Rspamd statistic settings

Introduction

Rspamd utilizes statistics to determine the classification of messages into either spam or ham categories. This classification process is based on the Bayesian theorem, which combines probabilities to assess the likelihood of a message belonging to a particular class, such as spam or ham. The following factors play a role in determining this probability:

the probability of a specific token to be spam or ham (which means efficiently count of a token’s occurrences in spam and ham messages)
the probability of a specific token to appear in a message (which efficiently means frequency of a token divided by a number of tokens in a message)

Statistics Architecture

However, Rspamd employs more advanced techniques to combine probabilities, including sparsed bigrams (OSB) and the inverse chi-square distribution.

The OSB algorithm goes beyond considering single words as tokens and instead takes into account combinations of words, taking into consideration their positions. This schema is visually represented in the following diagram:

The main drawback of this approach is the increased number of tokens, which is multiplied by the size of the window. In Rspamd, we use a window size of 5 tokens, resulting in the number of tokens being approximately 5 times larger than the number of words.

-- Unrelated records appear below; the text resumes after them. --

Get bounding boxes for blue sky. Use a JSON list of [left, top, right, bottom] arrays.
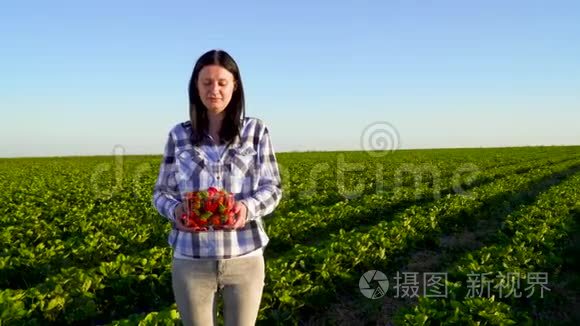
[[0, 0, 580, 157]]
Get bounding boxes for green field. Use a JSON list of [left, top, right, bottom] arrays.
[[0, 147, 580, 326]]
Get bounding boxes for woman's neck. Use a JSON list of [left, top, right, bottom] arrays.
[[207, 112, 224, 143]]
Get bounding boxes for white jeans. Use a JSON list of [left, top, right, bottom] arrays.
[[172, 255, 265, 326]]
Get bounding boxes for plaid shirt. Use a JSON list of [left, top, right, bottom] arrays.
[[153, 118, 282, 259]]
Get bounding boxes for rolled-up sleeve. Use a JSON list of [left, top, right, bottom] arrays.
[[240, 127, 282, 220], [153, 134, 181, 222]]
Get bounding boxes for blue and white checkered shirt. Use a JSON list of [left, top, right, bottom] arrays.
[[153, 118, 282, 259]]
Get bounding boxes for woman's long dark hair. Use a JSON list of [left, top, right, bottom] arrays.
[[188, 50, 245, 144]]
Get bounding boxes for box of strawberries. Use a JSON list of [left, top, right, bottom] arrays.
[[181, 187, 235, 231]]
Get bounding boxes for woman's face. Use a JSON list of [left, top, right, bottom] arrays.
[[197, 65, 235, 114]]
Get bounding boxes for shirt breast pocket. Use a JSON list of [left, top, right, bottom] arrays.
[[228, 147, 258, 193], [176, 148, 210, 191]]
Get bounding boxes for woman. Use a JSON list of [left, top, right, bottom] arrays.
[[153, 50, 282, 326]]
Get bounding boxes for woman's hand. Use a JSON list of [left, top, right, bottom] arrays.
[[174, 203, 196, 232], [224, 202, 248, 229]]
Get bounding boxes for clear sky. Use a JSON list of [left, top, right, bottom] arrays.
[[0, 0, 580, 157]]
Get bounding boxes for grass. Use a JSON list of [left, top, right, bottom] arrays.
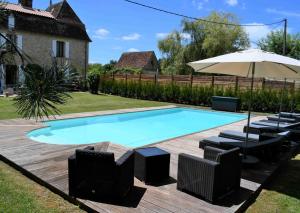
[[0, 161, 84, 213], [0, 93, 300, 213], [0, 92, 167, 120], [247, 154, 300, 213], [0, 93, 166, 213]]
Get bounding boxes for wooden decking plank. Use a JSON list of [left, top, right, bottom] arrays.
[[0, 108, 290, 213]]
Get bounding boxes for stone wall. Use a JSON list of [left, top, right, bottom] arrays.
[[1, 30, 89, 74]]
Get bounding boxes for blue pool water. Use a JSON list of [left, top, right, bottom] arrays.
[[27, 108, 246, 148]]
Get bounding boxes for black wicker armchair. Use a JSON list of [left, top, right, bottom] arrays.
[[68, 147, 134, 199], [177, 146, 241, 202]]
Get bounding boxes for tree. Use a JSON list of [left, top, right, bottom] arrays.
[[158, 12, 250, 74], [88, 63, 104, 74], [258, 30, 300, 60], [103, 60, 117, 73], [0, 0, 73, 120], [14, 62, 71, 120]]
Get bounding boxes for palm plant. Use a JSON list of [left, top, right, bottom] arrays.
[[14, 60, 77, 120], [0, 0, 77, 120]]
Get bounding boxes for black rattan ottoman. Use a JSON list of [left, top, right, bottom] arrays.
[[134, 147, 170, 184]]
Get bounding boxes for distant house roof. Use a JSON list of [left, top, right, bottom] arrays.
[[3, 3, 54, 19], [0, 0, 91, 41], [116, 51, 156, 69]]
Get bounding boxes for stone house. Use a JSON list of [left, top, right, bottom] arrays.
[[0, 0, 91, 93], [115, 51, 159, 74]]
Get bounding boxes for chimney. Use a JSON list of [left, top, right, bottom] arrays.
[[19, 0, 32, 8]]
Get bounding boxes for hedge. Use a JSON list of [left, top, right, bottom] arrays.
[[100, 79, 300, 112]]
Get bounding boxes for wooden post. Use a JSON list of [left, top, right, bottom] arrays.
[[234, 76, 239, 94], [211, 76, 215, 87], [261, 78, 266, 89], [125, 73, 128, 96]]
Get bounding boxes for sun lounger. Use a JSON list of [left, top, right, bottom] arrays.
[[277, 112, 300, 118], [219, 130, 262, 142], [251, 120, 300, 129], [244, 122, 300, 142], [267, 115, 300, 123], [199, 133, 287, 150]]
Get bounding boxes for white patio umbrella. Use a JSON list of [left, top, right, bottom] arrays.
[[188, 49, 300, 161]]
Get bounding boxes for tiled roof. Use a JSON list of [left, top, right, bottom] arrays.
[[0, 0, 91, 41], [3, 3, 55, 19], [116, 51, 155, 68]]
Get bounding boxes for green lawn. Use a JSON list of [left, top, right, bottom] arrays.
[[0, 161, 84, 213], [247, 154, 300, 213], [0, 92, 167, 120], [0, 93, 300, 213]]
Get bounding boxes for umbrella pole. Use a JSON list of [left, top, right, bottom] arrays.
[[244, 62, 255, 159], [277, 78, 286, 130]]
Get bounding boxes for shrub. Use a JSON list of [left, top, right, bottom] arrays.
[[100, 79, 300, 112], [88, 72, 100, 94]]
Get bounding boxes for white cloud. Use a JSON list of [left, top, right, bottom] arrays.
[[226, 0, 239, 6], [156, 33, 191, 40], [180, 33, 191, 40], [156, 33, 170, 39], [192, 0, 209, 10], [112, 46, 122, 50], [122, 33, 141, 41], [93, 28, 110, 39], [244, 23, 272, 47], [127, 48, 140, 52], [266, 8, 300, 18]]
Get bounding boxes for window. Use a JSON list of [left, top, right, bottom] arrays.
[[8, 14, 15, 29], [56, 41, 65, 58], [6, 34, 17, 52]]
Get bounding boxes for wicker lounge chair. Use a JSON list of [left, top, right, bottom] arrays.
[[177, 146, 241, 202], [251, 120, 300, 129], [277, 112, 300, 118], [199, 131, 289, 156], [244, 121, 300, 142], [267, 115, 300, 123], [68, 147, 134, 199]]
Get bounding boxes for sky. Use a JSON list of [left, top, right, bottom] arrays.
[[8, 0, 300, 64]]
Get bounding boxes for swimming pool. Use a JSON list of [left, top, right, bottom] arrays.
[[27, 108, 246, 148]]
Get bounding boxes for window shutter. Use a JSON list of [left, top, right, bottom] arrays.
[[52, 40, 57, 57], [65, 42, 70, 58], [17, 35, 23, 50], [8, 14, 15, 29], [0, 33, 6, 48], [18, 65, 25, 84]]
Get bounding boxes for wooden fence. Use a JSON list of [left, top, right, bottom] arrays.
[[102, 74, 296, 89]]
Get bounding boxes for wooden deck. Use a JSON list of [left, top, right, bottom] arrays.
[[0, 108, 296, 213]]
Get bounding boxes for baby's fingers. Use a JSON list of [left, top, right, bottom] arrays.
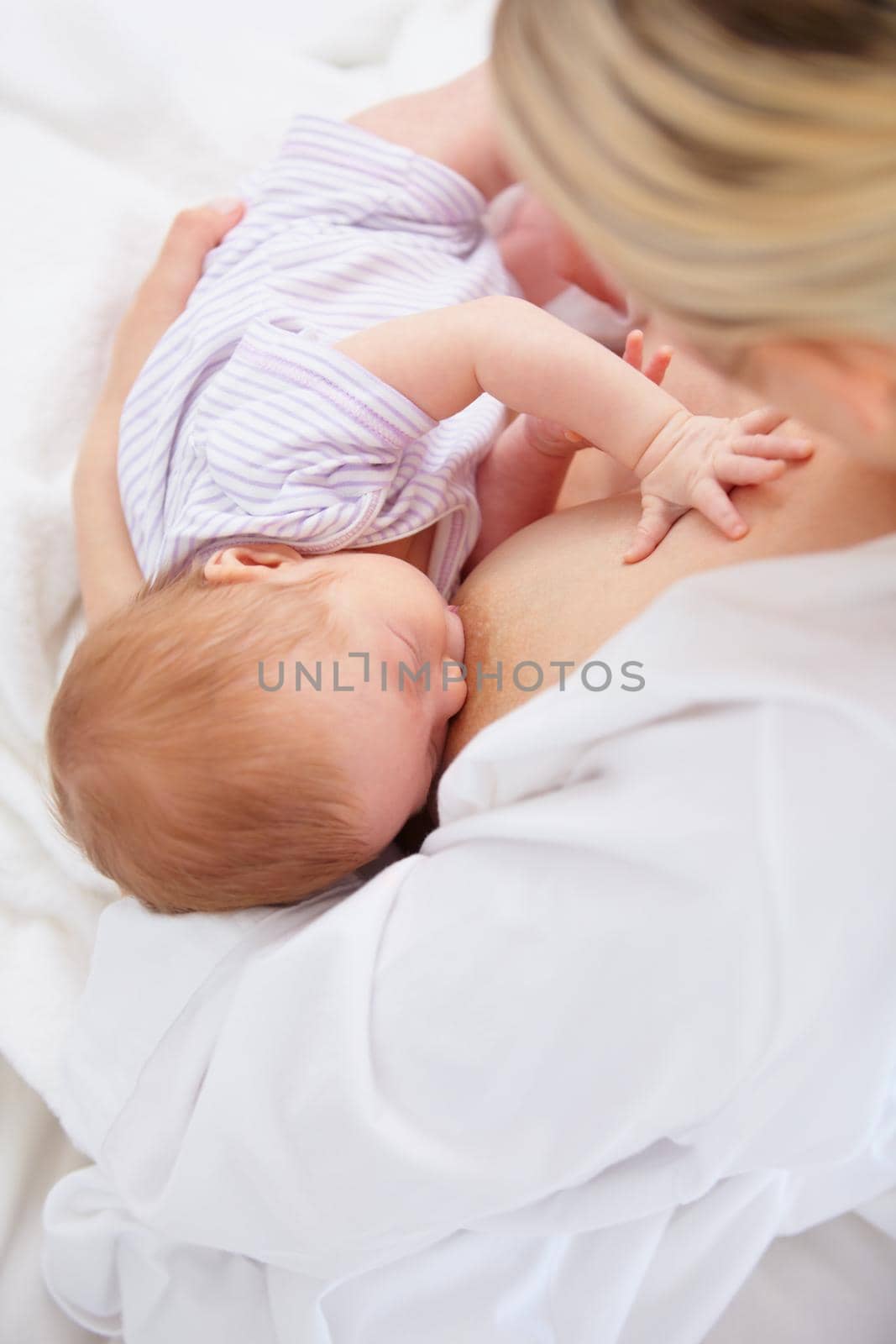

Statistical tokens are stored in statfiles, which are then mapped to specific backends. This architecture is visually represented in the following diagram:

Statistics Configuration

Starting from Rspamd 2.0, we recommend using redis as the backend and osb as the tokenizer, which are set as the default settings. The default configuration settings can be found in the $CONFDIR/statistic.conf file.

classifier "bayes" {
  tokenizer {
    name = "osb";
  }
  cache {
  }
  new_schema = true; # Always use new schema
  store_tokens = false; # Redefine if storing of tokens is desired
  signatures = false; # Store learn signatures
  #per_user = true; # Enable per user classifier
  min_tokens = 11;
  backend = "redis";
  min_learns = 200;

  statfile {
    symbol = "BAYES_HAM";
    spam = false;
  }
  statfile {
    symbol = "BAYES_SPAM";
    spam = true;
  }
  learn_condition = 'return require("lua_bayes_learn").can_learn';

  # Autolearn sample
  # autolearn {
  #  spam_threshold = 6.0; # When to learn spam (score >= threshold)
  #  ham_threshold = -0.5; # When to learn ham (score <= threshold)
  #  check_balance = true; # Check spam and ham balance
  #  min_balance = 0.9; # Keep diff for spam/ham learns for at least this value
  #}

  .include(try=true; priority=1) "$LOCAL_CONFDIR/local.d/classifier-bayes.conf"
  .include(try=true; priority=10) "$LOCAL_CONFDIR/override.d/classifier-bayes.conf"
}

.include(try=true; priority=1) "$LOCAL_CONFDIR/local.d/statistic.conf"
.include(try=true; priority=10) "$LOCAL_CONFDIR/override.d/statistic.conf"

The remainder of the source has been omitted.